(Air Date: Week Of 05/22/96)
So-- what if you don't think that an infinity of Campbell Soup Cans make a work of art? What if you don't think much of the 60's era of op, pop, blacklights, turning on, and dropping out? What if you think Andy Warhol's three decades of fame are rather hard to justify? Is there still any reason to catch I Shot Andy Warhol?
The reason is Valerie Solanas, the sometimes brilliant, often very disturbed, grunge-bohemian author of the SCUM Manifesto. SCUM is her self-created Society for Cutting Up Men, and one of is milder and less scatological ideas is: "A 'male artist' is a contradiction in terms. A degenerate can only produce degenerate 'art.'" On June 3rd., 1968, she shot Andy Warhol pointblank in his avant-garde film studio The Factory. Lili Taylor's portrayal of Valerie, and the dazzling docudrama screenplay, are the reasons to see the movie. On the grand tour of Valerie's psyche, you watch the struggle of a strong and humorous, but angry, and clearly off-balance spirit, whose destiny was never to find a niche it could comfortably fill.

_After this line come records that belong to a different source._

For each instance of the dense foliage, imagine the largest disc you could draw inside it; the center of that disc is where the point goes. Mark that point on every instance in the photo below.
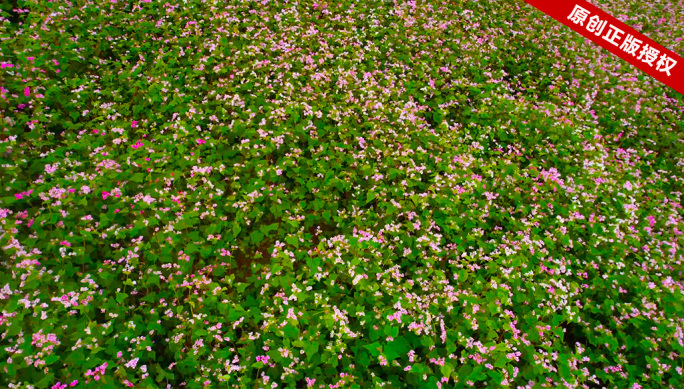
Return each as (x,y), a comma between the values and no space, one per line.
(210,194)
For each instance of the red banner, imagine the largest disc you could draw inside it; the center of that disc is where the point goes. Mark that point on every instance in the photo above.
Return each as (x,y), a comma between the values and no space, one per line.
(618,38)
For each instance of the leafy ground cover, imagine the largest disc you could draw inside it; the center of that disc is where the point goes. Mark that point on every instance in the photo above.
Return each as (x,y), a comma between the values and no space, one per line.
(433,194)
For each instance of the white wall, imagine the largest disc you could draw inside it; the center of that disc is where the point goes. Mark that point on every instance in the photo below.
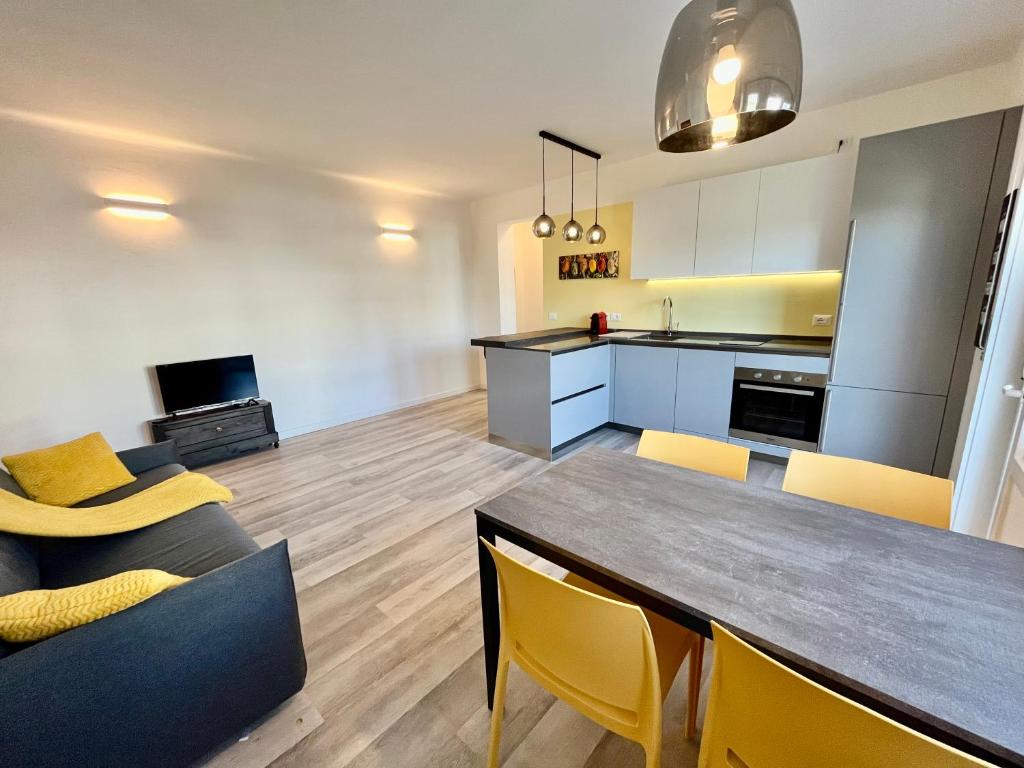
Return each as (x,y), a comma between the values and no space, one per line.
(284,264)
(813,133)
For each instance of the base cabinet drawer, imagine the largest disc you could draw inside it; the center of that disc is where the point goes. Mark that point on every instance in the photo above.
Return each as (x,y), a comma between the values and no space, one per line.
(577,416)
(576,372)
(645,387)
(704,391)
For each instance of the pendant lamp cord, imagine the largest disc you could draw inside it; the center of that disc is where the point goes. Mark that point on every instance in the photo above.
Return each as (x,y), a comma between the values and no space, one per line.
(571,184)
(544,178)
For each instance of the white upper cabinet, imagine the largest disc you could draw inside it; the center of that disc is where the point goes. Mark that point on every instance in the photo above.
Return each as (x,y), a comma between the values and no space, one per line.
(803,215)
(728,213)
(665,228)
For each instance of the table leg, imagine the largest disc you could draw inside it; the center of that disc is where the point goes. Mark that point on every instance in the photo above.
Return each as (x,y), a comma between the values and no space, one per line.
(488,606)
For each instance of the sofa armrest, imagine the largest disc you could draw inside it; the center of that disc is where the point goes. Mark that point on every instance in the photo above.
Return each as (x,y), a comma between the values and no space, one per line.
(150,457)
(164,682)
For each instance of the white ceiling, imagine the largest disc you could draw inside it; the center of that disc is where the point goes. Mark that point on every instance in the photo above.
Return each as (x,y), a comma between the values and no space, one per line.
(445,95)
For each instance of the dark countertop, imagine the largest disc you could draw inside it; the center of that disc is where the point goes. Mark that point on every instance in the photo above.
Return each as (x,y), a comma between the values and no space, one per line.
(560,340)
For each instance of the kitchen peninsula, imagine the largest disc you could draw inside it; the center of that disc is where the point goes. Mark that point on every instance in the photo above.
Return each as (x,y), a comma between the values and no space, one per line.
(546,389)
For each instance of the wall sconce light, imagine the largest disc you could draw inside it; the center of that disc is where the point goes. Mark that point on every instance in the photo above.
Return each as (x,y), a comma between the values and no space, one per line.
(137,207)
(396,231)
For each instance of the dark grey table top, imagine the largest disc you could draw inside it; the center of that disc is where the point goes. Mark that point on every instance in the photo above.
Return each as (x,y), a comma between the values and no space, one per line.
(927,623)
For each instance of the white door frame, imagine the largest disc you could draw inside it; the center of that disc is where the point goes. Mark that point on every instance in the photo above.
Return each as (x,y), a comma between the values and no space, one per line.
(991,430)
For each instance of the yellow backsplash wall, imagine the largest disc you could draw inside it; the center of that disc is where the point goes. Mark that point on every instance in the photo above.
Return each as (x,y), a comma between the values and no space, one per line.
(756,304)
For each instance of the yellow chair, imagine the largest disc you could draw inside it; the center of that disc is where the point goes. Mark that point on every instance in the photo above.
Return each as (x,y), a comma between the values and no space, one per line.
(875,487)
(598,654)
(762,715)
(690,452)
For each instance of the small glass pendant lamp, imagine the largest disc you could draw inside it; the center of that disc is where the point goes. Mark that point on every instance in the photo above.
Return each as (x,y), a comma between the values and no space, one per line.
(572,231)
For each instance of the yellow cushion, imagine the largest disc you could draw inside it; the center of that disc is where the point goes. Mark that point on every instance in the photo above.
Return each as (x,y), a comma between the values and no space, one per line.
(37,614)
(71,472)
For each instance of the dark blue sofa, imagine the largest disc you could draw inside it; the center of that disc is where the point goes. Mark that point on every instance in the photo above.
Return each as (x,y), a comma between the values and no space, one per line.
(165,682)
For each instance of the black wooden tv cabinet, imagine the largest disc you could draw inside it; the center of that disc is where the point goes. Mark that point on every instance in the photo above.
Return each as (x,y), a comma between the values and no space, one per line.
(217,434)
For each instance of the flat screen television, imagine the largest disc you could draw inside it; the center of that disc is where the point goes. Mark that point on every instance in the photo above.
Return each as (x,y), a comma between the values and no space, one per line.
(188,385)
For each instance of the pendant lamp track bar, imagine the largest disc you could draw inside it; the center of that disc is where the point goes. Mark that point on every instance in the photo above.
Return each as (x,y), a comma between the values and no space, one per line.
(569,144)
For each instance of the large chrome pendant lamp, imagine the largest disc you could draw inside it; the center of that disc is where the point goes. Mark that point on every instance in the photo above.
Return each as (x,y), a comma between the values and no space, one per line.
(731,72)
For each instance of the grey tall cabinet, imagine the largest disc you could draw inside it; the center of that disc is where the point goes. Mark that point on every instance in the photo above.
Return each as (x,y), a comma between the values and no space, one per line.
(916,244)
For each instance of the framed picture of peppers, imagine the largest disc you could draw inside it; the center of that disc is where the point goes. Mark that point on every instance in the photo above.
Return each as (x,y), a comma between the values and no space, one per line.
(589,266)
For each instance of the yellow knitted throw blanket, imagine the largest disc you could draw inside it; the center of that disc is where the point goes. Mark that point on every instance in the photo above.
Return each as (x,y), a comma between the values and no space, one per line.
(168,499)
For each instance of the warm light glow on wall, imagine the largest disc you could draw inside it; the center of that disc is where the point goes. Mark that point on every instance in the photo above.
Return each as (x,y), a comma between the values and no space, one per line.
(396,231)
(137,207)
(821,274)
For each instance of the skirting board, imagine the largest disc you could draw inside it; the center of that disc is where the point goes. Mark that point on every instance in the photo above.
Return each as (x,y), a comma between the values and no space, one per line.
(370,413)
(271,737)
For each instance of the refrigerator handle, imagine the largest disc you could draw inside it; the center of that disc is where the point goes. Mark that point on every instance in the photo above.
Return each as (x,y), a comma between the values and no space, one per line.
(842,296)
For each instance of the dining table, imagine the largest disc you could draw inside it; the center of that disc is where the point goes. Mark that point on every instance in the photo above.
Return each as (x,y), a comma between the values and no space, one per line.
(922,625)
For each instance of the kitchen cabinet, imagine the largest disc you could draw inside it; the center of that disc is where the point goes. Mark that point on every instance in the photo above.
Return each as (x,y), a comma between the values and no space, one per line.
(726,221)
(899,429)
(704,391)
(572,373)
(645,387)
(665,229)
(803,215)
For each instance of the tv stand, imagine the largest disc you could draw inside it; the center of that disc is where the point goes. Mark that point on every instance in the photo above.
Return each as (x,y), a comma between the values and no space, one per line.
(219,433)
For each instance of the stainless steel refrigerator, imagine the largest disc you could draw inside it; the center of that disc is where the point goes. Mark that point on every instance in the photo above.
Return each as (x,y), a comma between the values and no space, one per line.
(921,205)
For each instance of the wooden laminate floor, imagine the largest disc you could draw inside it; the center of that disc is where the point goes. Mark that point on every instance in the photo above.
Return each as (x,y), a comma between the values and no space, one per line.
(379,517)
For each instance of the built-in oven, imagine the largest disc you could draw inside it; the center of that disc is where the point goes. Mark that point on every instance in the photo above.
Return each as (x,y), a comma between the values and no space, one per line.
(780,408)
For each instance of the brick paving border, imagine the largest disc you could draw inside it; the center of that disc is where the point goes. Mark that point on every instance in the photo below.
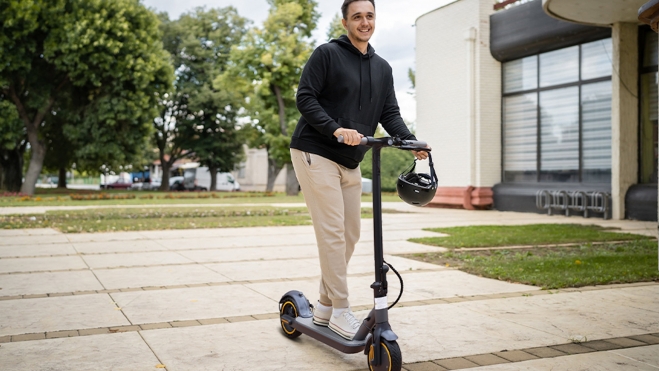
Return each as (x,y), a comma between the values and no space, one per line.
(521,355)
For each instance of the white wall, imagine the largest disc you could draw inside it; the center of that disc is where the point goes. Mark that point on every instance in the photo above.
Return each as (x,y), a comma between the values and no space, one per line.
(458,89)
(256,172)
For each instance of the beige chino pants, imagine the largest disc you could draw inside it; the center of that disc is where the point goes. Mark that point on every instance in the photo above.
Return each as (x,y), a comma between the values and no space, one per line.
(333,196)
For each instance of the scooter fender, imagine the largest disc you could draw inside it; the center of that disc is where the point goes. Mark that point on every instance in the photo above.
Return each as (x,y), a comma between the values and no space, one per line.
(301,303)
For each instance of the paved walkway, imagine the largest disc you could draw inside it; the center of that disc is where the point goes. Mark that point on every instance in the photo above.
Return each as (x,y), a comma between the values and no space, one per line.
(207,300)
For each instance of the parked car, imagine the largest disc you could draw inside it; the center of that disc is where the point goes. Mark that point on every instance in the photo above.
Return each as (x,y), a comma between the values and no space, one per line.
(119,184)
(200,179)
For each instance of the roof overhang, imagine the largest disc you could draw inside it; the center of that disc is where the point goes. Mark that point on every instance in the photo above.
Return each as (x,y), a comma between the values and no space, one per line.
(594,12)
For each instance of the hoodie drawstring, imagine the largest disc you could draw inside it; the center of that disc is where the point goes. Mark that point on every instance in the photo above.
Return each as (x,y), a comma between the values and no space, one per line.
(360,83)
(370,76)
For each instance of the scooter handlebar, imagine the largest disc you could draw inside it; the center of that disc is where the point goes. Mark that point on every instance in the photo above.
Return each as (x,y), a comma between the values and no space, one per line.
(407,144)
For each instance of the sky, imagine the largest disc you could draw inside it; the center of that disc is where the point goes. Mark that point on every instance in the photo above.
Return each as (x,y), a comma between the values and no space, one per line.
(394,37)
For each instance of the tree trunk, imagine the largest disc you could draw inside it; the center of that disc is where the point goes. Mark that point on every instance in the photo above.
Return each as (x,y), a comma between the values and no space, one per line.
(164,183)
(61,179)
(213,171)
(12,169)
(281,110)
(38,149)
(292,185)
(273,171)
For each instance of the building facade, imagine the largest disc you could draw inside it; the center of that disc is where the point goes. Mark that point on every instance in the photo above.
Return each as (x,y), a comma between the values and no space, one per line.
(520,104)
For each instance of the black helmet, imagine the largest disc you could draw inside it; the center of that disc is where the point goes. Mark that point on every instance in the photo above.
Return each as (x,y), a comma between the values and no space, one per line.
(417,189)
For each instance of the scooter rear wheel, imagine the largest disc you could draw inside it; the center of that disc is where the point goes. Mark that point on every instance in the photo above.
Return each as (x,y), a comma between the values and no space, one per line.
(289,308)
(390,357)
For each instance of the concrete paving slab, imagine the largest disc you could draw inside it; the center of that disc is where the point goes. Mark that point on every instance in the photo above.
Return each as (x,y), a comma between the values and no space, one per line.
(41,264)
(228,232)
(302,268)
(299,251)
(117,246)
(445,331)
(359,288)
(646,298)
(601,361)
(647,354)
(47,282)
(37,239)
(120,278)
(117,352)
(256,345)
(193,303)
(248,240)
(571,315)
(63,313)
(249,253)
(37,250)
(451,283)
(134,259)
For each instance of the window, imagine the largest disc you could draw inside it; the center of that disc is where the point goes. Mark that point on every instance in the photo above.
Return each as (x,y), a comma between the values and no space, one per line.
(648,109)
(557,116)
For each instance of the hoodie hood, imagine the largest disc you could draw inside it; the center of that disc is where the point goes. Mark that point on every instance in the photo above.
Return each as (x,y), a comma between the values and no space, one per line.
(345,42)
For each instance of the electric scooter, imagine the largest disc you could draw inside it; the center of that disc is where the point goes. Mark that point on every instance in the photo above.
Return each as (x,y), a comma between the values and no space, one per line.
(375,336)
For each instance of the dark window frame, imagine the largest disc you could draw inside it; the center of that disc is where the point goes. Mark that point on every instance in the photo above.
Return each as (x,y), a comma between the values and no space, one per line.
(579,83)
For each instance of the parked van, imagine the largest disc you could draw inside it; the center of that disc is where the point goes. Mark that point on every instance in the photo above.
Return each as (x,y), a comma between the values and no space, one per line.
(200,179)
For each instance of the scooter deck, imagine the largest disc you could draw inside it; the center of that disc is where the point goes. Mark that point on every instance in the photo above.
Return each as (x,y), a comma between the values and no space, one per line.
(327,336)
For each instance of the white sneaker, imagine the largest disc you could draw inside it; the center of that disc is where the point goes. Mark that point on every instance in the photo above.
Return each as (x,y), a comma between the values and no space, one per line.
(321,314)
(345,324)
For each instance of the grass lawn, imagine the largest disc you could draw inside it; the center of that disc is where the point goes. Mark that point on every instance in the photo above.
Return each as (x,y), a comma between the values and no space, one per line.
(521,235)
(558,267)
(139,219)
(55,197)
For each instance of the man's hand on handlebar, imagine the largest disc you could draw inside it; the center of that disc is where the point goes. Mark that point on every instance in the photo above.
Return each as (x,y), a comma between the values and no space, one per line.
(350,137)
(421,155)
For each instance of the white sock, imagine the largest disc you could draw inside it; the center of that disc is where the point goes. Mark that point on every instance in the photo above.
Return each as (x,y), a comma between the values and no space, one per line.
(336,312)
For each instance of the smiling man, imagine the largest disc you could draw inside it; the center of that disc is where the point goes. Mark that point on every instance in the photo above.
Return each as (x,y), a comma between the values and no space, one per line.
(345,90)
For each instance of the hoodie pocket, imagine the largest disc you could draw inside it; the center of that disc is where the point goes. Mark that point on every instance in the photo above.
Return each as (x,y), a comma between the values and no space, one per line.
(364,129)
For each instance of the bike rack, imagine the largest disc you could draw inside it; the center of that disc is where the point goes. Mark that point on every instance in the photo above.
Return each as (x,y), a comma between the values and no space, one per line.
(574,201)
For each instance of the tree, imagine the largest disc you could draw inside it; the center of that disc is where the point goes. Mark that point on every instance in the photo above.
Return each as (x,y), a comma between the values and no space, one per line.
(336,29)
(100,61)
(213,108)
(270,63)
(12,147)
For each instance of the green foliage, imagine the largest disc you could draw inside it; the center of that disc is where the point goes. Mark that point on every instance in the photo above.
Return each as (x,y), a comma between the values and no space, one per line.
(12,130)
(96,63)
(104,220)
(212,109)
(523,235)
(553,268)
(336,29)
(269,62)
(198,116)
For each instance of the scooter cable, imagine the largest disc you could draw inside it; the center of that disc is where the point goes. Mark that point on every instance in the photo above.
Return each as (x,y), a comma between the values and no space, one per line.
(400,279)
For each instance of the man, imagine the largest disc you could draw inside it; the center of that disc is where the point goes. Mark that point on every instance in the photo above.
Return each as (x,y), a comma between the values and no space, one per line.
(345,90)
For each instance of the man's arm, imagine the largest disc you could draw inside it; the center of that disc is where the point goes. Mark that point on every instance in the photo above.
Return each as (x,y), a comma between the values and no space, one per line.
(391,119)
(393,123)
(312,83)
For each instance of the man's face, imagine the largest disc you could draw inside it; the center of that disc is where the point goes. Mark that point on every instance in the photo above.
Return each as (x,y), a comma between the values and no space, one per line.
(361,20)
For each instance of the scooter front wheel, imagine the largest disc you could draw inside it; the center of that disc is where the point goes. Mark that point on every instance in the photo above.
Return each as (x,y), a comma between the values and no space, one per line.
(391,358)
(288,308)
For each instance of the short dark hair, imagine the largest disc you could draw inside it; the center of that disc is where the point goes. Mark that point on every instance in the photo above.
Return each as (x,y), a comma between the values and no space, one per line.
(346,3)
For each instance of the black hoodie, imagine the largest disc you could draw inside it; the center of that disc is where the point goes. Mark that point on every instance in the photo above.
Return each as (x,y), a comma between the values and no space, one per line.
(341,87)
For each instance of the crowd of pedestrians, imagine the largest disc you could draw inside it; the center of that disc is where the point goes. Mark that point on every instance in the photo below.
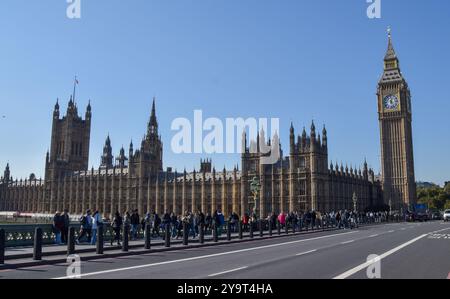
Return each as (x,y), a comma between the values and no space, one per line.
(193,222)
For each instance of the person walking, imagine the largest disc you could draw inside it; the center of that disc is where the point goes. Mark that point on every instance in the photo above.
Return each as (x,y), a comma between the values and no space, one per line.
(58,226)
(156,224)
(134,224)
(65,229)
(116,226)
(86,227)
(282,219)
(96,222)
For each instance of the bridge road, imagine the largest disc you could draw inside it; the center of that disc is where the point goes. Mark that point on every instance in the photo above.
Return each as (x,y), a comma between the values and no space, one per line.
(408,250)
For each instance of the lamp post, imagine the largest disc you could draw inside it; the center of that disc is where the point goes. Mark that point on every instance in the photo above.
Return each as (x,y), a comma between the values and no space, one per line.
(255,187)
(355,202)
(390,208)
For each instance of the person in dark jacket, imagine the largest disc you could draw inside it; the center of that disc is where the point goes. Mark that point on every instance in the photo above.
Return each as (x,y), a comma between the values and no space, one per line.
(65,228)
(135,221)
(156,224)
(58,225)
(116,226)
(166,221)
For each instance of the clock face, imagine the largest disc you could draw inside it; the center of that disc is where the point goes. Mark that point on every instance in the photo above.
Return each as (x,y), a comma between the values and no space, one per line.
(390,102)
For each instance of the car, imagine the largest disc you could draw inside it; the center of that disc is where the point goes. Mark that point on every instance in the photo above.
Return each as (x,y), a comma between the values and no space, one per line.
(421,217)
(446,215)
(436,216)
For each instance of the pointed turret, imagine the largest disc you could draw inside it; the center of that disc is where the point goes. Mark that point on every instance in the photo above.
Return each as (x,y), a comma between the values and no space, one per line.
(89,111)
(313,131)
(153,123)
(292,139)
(324,136)
(392,71)
(107,157)
(56,110)
(6,174)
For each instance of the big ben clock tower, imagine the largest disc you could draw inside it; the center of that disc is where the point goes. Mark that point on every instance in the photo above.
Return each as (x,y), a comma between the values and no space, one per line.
(394,113)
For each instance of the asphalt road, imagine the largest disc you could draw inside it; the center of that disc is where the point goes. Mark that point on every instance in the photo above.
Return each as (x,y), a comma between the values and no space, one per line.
(404,250)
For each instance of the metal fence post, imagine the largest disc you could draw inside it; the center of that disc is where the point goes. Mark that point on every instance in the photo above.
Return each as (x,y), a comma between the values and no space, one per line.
(71,241)
(37,246)
(126,232)
(148,237)
(2,246)
(99,244)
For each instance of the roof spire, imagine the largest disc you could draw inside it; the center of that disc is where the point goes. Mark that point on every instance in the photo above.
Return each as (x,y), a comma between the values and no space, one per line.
(390,54)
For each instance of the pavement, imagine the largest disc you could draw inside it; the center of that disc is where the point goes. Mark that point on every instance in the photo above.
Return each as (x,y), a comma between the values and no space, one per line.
(404,250)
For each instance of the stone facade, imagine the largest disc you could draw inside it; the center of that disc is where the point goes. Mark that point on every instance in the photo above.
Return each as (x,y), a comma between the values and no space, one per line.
(395,117)
(301,181)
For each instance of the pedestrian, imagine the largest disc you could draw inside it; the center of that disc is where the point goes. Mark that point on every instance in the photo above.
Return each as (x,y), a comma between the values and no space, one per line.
(134,224)
(174,223)
(282,219)
(156,224)
(97,221)
(208,222)
(166,222)
(66,223)
(201,220)
(85,227)
(58,225)
(116,226)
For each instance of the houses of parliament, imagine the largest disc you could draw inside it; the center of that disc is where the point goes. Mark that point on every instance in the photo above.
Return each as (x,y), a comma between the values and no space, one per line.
(303,180)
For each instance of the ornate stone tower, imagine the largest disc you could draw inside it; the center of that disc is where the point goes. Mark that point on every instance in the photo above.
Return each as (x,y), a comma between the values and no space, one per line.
(107,157)
(69,150)
(394,112)
(147,161)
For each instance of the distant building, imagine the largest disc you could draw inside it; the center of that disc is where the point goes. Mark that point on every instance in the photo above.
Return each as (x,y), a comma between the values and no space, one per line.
(302,181)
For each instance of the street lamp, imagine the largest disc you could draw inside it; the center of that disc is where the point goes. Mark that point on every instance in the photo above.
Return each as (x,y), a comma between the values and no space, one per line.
(255,187)
(355,201)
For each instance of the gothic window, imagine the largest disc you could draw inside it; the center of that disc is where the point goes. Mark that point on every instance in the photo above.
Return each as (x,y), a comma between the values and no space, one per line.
(302,162)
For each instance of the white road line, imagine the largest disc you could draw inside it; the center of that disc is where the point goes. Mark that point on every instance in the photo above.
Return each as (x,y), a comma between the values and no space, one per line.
(437,231)
(204,256)
(307,252)
(225,272)
(384,255)
(347,242)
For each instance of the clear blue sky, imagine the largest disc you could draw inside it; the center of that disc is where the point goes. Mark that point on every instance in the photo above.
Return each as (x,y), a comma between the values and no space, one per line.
(293,59)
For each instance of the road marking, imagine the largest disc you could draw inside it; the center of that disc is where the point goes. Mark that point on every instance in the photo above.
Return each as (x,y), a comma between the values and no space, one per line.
(441,230)
(307,252)
(384,255)
(347,242)
(225,272)
(204,256)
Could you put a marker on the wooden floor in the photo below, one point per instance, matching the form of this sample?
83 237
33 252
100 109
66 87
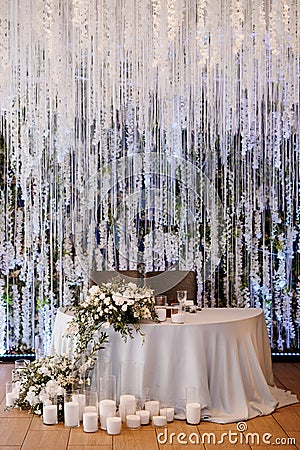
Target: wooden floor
18 430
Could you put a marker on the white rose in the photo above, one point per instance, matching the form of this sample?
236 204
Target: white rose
94 290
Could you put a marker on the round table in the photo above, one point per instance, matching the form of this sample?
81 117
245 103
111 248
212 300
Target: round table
224 354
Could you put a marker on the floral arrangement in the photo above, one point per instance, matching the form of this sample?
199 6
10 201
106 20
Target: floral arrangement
42 379
118 304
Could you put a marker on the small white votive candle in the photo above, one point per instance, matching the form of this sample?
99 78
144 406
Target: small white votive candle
193 413
71 414
145 416
127 406
133 421
159 421
10 398
168 412
90 422
49 414
153 407
107 408
113 425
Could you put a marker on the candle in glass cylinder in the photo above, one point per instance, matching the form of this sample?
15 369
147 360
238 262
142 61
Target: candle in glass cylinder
71 414
50 414
107 408
90 422
127 406
193 413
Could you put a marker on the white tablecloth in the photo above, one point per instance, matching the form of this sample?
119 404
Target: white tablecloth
224 352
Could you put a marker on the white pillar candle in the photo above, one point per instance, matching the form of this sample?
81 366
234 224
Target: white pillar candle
133 421
10 398
107 408
113 425
159 421
193 413
127 406
49 414
90 422
80 398
153 407
161 314
90 409
168 412
71 414
145 416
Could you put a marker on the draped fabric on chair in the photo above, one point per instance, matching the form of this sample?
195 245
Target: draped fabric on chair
169 282
162 282
103 276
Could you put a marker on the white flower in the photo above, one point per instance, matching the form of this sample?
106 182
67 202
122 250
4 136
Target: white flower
94 290
118 299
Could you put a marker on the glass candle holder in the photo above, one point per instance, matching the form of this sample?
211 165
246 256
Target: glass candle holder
50 411
71 409
11 395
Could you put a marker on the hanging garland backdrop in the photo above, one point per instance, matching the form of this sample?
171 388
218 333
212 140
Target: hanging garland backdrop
149 135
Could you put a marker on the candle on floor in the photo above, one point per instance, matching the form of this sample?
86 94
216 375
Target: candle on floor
50 414
193 413
168 412
133 421
80 398
71 414
145 416
107 408
159 421
153 407
113 425
10 399
127 406
90 422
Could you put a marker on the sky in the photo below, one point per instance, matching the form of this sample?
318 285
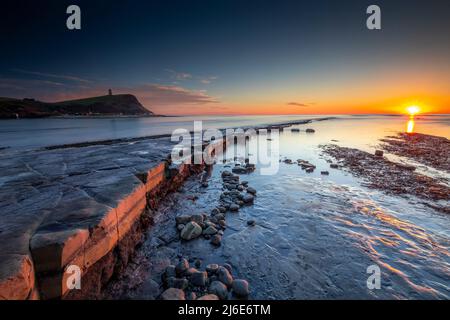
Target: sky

We see her on the streets trying to sell copies of SCUM for anywhere from a quarter to a dollar, selling sex for not too much more, and, most originally, selling her conversation by the miinute. That she was riveting in that capacity is obvious from the interest she sparks from a French publisher she meets on the streets, and from Mr. Warhol himself. Upon meeting Valerie Solanas through her transvestite friend, Candy Darling, he felt her energy, gave her a screentest, and let her come around. After all, his avant garde film studio, The Factory, democratically gave entree to, in his words, "crazy, druggy" people whom he saw as catalysts for his creativity. In the Factory you meet Warhol's main players, like Pope Ondine, who, when introduced as a great actor, says: "That's very nice, because most people consider me a vulgar pig."
Valerie wants to be more than an oddity -- she wants Warhol to produce her play. But Warhol puts her off and loses her script, the members of his catty and pretentious inner circle put her down, her dehumanizing life on the street takes its toll until-- well, that's where we came in-- she shoots Andy Warhol because, as she explains it, he has too much power over her mind.
See I Shot Andy Warhol for the 60's art scene, the mental voyage into parts unknown, a myriad of strong performances, and for its perfect dramatic trajectory.